# TT 300zx?



## Dego-man (Jan 24, 2006)

I am wanting to buy a TT 300zx, between the years of 1986 and 1989. I'm looking for a good body, runs well, and stock TT engine in it.

What do u think this would cost me?


----------



## Xorti7 (Dec 27, 2004)

Dego-man said:


> I am wanting to buy a TT 300zx, between the years of 1986 and 1989. I'm looking for a good body, runs well, and stock TT engine in it.
> 
> What do u think this would cost me?


The 300zx came stock TT between 90 and 96
The 84-89 was single turbo.


----------



## Myidolis (Oct 17, 2005)

Xorti7 said:


> The 300zx came stock TT between 90 and 96
> The 84-89 was single turbo.


He's right. Why do you want 86-89, you just looking for the 31 body style? The z32's don't look bad at all, especially if they have the fin. But for an 80s turbo that runs reasonably well, (it's probably gonna need some work no matter what unless you're buying a restored one) you should definatlely be able to get out for under 2k, depending on where you live. i got mine for all of 600, my buddy got his for 450. Just look around, you'll find a good buy.


----------



## nissandrew (Aug 23, 2005)

Well, the Z31 body style changed slightly in the 87-89 models...I don't know if that's what he's talking about, though. The fog lights moved down on the bottom of the bumper, and the tail-lights changed.


----------



## Dego-man (Jan 24, 2006)

My bad i wasn't aware that they were only single turbo. I just like the style alot better of the 86-89. I will check out the later ones and see what i think. 

Any other nicer cars for around $4000, that i should maybe look into??

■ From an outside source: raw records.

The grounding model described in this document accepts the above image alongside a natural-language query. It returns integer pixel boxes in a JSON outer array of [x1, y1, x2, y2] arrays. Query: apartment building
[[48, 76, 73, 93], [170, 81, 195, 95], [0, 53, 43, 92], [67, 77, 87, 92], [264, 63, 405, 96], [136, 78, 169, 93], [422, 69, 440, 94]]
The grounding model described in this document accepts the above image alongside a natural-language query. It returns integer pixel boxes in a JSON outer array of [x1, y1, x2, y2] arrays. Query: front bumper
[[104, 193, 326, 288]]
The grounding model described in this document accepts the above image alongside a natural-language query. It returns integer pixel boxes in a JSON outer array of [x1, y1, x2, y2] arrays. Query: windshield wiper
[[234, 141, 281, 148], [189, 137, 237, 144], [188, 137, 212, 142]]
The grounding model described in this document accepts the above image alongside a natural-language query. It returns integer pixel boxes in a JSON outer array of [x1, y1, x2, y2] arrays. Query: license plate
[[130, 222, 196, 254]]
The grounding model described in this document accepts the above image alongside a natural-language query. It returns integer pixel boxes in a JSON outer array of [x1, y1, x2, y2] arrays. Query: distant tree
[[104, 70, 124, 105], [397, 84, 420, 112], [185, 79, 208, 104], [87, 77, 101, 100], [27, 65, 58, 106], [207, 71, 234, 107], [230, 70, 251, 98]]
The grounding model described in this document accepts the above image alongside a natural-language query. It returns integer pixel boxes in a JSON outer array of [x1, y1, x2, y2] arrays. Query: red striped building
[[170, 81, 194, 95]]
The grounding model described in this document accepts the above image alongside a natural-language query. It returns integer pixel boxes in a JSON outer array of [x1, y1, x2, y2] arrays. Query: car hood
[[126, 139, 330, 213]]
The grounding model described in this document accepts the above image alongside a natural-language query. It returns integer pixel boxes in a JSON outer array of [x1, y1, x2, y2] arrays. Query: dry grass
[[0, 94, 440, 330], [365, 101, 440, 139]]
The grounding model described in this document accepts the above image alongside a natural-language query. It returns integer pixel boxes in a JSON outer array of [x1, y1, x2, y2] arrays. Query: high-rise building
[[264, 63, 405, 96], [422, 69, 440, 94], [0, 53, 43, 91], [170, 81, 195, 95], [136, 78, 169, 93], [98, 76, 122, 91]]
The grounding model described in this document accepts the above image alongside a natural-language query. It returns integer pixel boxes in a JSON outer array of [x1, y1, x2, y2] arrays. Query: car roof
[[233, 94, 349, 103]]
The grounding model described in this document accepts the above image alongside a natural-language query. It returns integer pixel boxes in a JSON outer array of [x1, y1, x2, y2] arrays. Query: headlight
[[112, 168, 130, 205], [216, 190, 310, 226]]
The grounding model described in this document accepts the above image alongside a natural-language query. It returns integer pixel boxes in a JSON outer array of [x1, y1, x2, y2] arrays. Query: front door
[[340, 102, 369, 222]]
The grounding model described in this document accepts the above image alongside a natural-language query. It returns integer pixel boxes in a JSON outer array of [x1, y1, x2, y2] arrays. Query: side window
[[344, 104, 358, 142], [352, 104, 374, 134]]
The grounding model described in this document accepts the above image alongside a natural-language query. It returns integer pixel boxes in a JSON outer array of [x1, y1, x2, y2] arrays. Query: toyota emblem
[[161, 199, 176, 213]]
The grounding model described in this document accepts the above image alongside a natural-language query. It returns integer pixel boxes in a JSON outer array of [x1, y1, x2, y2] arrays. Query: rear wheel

I was also thinking about a 1990-1 Honda Prelude.


----------



## AZ-ZBum (Nov 21, 2004)

there were two distinct style Z31s. 84-86 and 87-89. Actually, 86 could be considered a style all it's own. But the shape was almost exactly the same for all these years.


----------



## asleepz (Feb 24, 2004)

You'd be much happier with a turbo Z. Don't even worry about the prelude. A Z would stomp it and have much more potential.


----------



## Dego-man (Jan 24, 2006)

thx for the input


----------